01 · The four risk classes
Every behavioral moment classifies into exactly one.
01.a · routine_friction
Coaching proceeds.
The familiar loop. BIP context permits PAP proposals; PAP proposals fire through EAP under UAP-granted scope. The default class — most moments live here.
Example · Late-night scrolling. Mild procrastination. The 'one more snack' moment.
Routing · None required.
01.b · pattern_relapse
Heavier intervention. Optional accountability ping.
The user has crossed back into a behavioral pattern they previously committed to leaving. Intensify EAP modality. Reduce PAP confidence threshold. No automatic clinical routing — but if the user granted UAP scope notify:relapse_signal, RAP emits an accountability-referral envelope to a user-pre-designated contact.
Example · Returning to nicotine after a 30-day quit. Resuming binge-purge cycle after a recovery week.
Routing · Accountability-referral envelope, if opted in.
01.c · crisis_indication
Coaching path closed. Active referral.
The behavioral signal carries a credible indication of psychological crisis. AI must stop coaching IMMEDIATELY. RAP emits a crisis-referral envelope with jurisdictional crisis-line numbers, the user's pre-set emergency contact (if granted), and a self-care holding pattern. No further PAP proposals fire until a human-reviewed re-open is logged.
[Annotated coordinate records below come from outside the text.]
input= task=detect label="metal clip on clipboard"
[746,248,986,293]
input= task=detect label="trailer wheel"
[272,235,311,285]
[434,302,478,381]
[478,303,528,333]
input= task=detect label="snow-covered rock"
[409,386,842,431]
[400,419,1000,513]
Example · Suicidal ideation phrases. Self-harm imagery. Acute substance crisis. Domestic-violence signals.
Routing · crisis_referral_envelope. 988 / Samaritans / jurisdictional line. AI must not re-enter the coaching path without human review.
01.d · legal_or_medical_emergency
Override every other protocol. Route to emergency services.
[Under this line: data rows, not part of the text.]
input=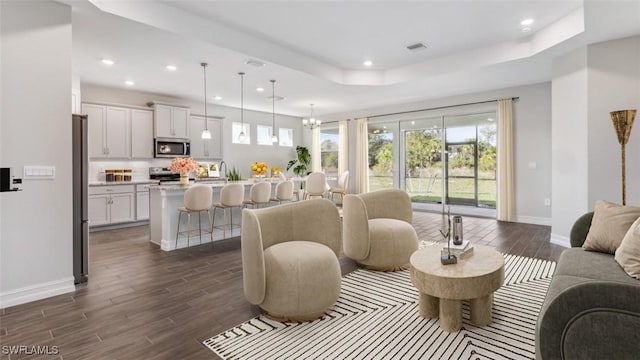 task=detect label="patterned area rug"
[204,255,556,359]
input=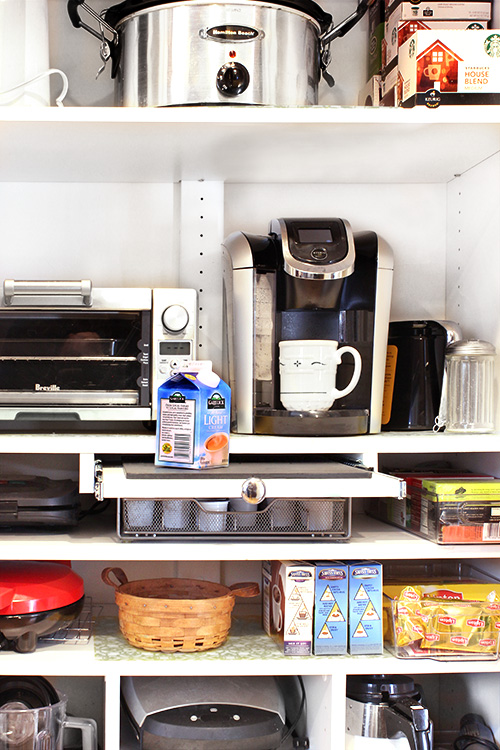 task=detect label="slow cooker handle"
[229,581,260,597]
[101,568,128,589]
[67,0,120,78]
[68,0,118,44]
[319,0,375,80]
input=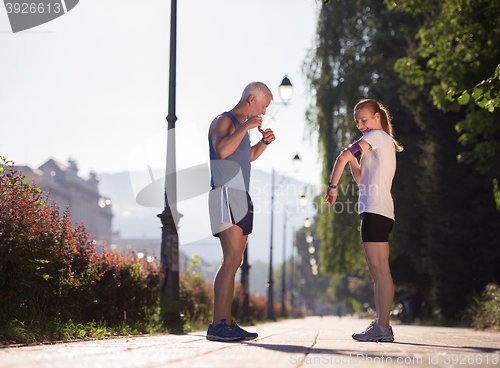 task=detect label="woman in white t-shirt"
[325,100,403,341]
Imminent danger to life or limb. RAP supersedes every other protocol — even active UAP grants and pending EAP IRREVERSIBLE actions. The AI must not attempt to coach, intervene, or delay routing.
Example · Acute overdose signals. Active bleeding. Stroke / cardiac signals. Active violence.
Routing · emergency_referral_envelope. 911 / jurisdictional emergency number. ai_must_refuse_coaching: true.
02 · The classifier
Hard rules where false negatives kill. LLM evaluation where they don’t.
crisis_indication and legal_or_medical_emergency triggers are hard-rule — keyword + phrase pattern + structured-signal matchers that bypass the LLM entirely. False- positive rate accepted in exchange for zero false-negative tolerance. routine_friction vs. pattern_relapse is an LLM evaluation against the user’s BIP pattern history.
Below confidence 0.7, the classifier escalates to the next-higher class. When in doubt, escalate, never de-escalate.
Every classification carries a rationale_signature — a deterministic hash of the signal chain that drove the decision. A Trust & Safety reviewer can re-run RAP against the same signal chain six months later and confirm the classifier would have produced the same risk class.
03 · What this draft does NOT yet answer
The four community-input questions.
- ·False-positive cost of crisis triggers. Hard rules fire on phrase patterns. Quoting song lyrics, research context, dark humor — all produce false positives that close the coaching path for the session. What’s the right re-open mechanism?
- ·Per-jurisdiction routing tables. This spec defaults US-centric (988). The full international table needs community curation. PRs welcome.
- ·pattern_relapse under partial recovery. A user mid-rebuild with three slips in a month — routine friction (still trying) or pattern relapse (crossed back)? The reference engine treats this as user-configurable; the spec needs clearer guidance.
- ·EAP irreversibility-floor interaction. When an EAP IRREVERSIBLE action is mid-flight and RAP emits an emergency envelope — the exact handshake needs more thought.
The same architecture that lets an AI catch you before you fold has to know when to step out of the way.
RAP is the floor. The coordinator owns the implementation; the spec is open. Without this layer, behavior-aware AI is worse than chat-only AI. The category COYL is trying to define depends on having this answer.